Si la clause de révision des prix prévue ne permet pas d’absorber suffisamment les hausses de prix actuelles, il nous semble que l’on pourrait demander de renégocier la clause de révision des prix sur base de l’article 38/11 AR EXECUTION. Le fait que le pouvoir adjudicateur a prévu une formule de révision de prix inadaptée dans le cahier des charges constitue alors une négligence. En outre, l’article 38/7 AR EXECUTION stipule que la révision des prix doit refléter la structure réelle des coûts. Eventuellement, l’article 38/9 AR EXECUTION pourrait également être invoqué pour demander la renégociation d’une formule de révision des prix inadaptée. Le préjudice subi serait alors la différence entre le prix calculé selon la formule inadaptée et celui calculé selon une formule « correcte ».
Même si aucune formule de révision de prix n’est prévue, il nous semble que l’article 38/9 AR EXECUTION pourrait être invoqué pour inclure une formule de révision des prix dans le contrat.
En ce qui concerne ce dernier article, le contractant ne peut invoquer l’imprévisibilité pour demander une révision du contrat que s’il peut prouver que la révision est devenue nécessaire en raison de circonstances qui ne pouvaient raisonnablement être prévues lors du dépôt de son offre, qui ne pouvaient être évitées et dont les conséquences n’ont pas pu être corrigées malgré tous les efforts déployés à cet effet.
Dans le contexte actuel de fortes augmentations de prix dues à la situation de guerre en Ukraine, ces conditions doivent donc être spécifiquement remplies et aucun droit automatique à une révision du contrat ne peut en découler. Il sera donc nécessaire d’indiquer et de prouver, au cas par cas, que ces conditions sont remplies. Bien que le caractère imprévisible de la guerre et des hausses de prix qui en résultent semble a priori pouvoir être défendu, il conviendra également d’examiner dans quelle mesure les conséquences de cette guerre dans un secteur spécifique pour un contrat spécifique auraient pu être évitées et, en outre, si tout le nécessaire a été fait pour y remédier.

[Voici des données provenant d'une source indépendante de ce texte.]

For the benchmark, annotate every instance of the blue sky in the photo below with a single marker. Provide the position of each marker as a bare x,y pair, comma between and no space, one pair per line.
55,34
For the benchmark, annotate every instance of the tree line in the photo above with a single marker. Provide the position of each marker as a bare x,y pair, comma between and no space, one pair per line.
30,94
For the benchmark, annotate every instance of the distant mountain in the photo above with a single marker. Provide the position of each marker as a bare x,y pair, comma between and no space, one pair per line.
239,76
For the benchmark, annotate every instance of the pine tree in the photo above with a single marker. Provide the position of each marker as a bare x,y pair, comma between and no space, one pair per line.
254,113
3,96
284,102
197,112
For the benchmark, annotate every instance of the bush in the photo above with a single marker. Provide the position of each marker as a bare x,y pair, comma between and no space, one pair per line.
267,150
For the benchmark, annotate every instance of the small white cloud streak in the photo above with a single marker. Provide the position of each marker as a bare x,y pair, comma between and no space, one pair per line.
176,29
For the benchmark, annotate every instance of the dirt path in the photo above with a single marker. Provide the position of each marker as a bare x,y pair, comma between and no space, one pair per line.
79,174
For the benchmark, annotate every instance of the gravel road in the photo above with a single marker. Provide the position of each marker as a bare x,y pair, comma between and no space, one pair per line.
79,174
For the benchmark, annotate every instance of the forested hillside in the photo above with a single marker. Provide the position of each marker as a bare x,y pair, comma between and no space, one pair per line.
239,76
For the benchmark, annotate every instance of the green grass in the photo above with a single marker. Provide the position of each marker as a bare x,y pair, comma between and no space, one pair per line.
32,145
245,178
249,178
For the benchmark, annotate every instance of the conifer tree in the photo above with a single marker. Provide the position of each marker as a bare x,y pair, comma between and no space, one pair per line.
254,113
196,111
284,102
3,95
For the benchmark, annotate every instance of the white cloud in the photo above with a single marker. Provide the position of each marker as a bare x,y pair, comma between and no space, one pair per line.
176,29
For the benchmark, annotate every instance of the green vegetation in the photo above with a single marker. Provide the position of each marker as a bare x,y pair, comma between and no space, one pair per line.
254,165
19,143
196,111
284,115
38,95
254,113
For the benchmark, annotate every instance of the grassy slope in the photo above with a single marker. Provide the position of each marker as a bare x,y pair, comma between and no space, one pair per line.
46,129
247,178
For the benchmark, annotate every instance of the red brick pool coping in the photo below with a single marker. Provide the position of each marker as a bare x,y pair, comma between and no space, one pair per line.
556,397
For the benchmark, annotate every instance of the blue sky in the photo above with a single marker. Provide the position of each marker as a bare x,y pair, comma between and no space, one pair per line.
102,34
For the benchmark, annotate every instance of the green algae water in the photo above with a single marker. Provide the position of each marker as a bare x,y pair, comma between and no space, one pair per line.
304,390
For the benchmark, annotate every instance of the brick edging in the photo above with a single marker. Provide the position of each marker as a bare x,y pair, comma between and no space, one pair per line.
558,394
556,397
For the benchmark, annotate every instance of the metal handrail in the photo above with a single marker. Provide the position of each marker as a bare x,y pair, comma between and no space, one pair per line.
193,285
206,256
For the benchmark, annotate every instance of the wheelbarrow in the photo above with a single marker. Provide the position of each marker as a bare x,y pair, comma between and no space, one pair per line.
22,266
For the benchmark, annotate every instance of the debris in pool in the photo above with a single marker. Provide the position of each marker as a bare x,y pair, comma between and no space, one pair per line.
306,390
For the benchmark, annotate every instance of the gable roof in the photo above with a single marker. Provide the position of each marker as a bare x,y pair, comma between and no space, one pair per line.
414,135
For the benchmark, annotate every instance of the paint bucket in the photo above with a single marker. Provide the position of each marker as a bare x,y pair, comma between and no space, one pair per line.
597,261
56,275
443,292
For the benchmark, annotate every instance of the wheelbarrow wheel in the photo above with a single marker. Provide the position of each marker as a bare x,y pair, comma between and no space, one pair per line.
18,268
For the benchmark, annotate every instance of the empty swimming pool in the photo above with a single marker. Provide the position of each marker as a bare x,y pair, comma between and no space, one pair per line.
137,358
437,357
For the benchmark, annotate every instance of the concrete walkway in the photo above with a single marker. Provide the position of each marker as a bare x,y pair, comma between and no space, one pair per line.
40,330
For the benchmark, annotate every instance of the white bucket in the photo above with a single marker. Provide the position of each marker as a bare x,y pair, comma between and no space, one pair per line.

Les révisions peuvent consister en une prolongation du délai, une compensation en raison d’un préjudice très important ou l’annulation du contrat.
Pour pouvoir prétendre à une indemnisation, le préjudice doit atteindre l’un des seuils prévus à l’article 38/9 AR EXECUTION.
Tant dans le cadre de l’article 38/11 que de l’article 38/9 AR EXECUTION, les conditions d’introduction prévues par les articles 38/14 à 38/16 AR EXECUTION doivent être respectées.